FileIO.save("tmp.png", dot"""
    digraph graphname {
        a -> b -> c;
        b -> d;
    }
""")

shell$ for i in $(seq 20); do
         julia --startup-file=no reproducer.jl >/dev/null 2>&1;
         echo $?;
       done
# fails 16 times out of 20
1
0
1
1
1
1
1
1
1
1
0
1
1
0
1
1
1
1
1
0

I'm filing this issue here because this same example works well (and consistently/reliably) with Julia 1.10, which seems to point at a 1.11 regression. That being said, it may very well be that this issue actually belongs to one of the packages involved.

If there are any more tests that you can think of to better understand this, I'm more than willing to help.

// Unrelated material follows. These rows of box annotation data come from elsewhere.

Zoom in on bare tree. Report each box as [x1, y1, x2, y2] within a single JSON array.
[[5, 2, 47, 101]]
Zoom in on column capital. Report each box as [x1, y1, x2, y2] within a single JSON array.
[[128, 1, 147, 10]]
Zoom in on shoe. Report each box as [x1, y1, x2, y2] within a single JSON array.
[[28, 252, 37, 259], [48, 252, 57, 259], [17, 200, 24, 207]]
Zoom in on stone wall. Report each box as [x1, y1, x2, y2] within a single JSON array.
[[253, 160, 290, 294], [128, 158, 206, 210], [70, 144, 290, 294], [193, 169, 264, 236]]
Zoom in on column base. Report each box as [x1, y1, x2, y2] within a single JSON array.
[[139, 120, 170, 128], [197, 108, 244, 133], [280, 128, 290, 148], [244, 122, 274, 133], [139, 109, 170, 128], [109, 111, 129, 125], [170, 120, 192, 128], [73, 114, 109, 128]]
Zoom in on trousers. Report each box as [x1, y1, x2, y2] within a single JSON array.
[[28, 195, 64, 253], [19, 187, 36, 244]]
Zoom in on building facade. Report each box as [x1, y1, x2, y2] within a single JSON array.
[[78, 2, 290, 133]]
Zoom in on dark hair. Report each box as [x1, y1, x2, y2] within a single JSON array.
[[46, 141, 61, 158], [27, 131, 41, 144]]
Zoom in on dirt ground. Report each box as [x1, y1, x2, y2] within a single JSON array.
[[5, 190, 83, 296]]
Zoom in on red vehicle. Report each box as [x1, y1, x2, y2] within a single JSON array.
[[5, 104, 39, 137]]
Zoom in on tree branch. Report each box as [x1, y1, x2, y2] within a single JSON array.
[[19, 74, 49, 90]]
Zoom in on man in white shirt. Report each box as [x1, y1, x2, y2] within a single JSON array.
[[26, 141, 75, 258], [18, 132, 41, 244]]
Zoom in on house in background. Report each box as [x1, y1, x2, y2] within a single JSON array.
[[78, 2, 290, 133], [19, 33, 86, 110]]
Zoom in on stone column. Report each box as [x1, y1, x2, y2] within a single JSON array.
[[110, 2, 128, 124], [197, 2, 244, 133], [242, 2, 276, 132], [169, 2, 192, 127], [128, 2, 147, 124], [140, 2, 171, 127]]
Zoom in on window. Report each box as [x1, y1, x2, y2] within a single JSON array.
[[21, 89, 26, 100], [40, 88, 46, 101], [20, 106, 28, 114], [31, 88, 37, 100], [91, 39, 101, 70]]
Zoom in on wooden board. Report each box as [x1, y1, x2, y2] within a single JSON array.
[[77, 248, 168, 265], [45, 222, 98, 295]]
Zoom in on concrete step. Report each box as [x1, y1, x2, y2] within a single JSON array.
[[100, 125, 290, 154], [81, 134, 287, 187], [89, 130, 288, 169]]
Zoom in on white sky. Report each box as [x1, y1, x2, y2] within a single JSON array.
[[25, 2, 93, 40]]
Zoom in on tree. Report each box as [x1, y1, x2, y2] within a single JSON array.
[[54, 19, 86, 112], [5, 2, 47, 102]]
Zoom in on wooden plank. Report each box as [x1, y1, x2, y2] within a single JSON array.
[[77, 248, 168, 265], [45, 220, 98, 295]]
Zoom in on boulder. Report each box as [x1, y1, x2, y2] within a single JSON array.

But I'm a bit short on ideas at the moment...

Thanks in advance!

shell$ julia -e 'using InteractiveUtils; versioninfo()'
Julia Version 1.11.0
Commit 501a4f25c2b (2024-10-07 11:40 UTC)
Build Info:
  Official https://julialang.org/ release
Platform Info:
  OS: Linux (x86_64-linux-gnu)
  CPU: 16 × 11th Gen Intel(R) Core(TM) i7-11800H @ 2.30GHz
  WORD_SIZE: 64
  LLVM: libLLVM-16.0.6 (ORCJIT, tigerlake)
Threads: 1 default, 0 interactive, 1 GC (on 16 virtual cores)
Environment:
  LD_LIBRARY_PATH = /home/francois/.local/lib
sgaure commented 1 month ago

I can reproduce it. This one puzzled me. I have bisected it to #51275. That doesn't make much sense, unless there is something in one of those packages which does some unsafe string handling which by chance happened to work before, and not after that PR. Or the bisection could be random (though I used 50 runs of the script to see if it failed). It would make more sense if it was the Pkg bump in 51296, but it doesn't seem to be that one.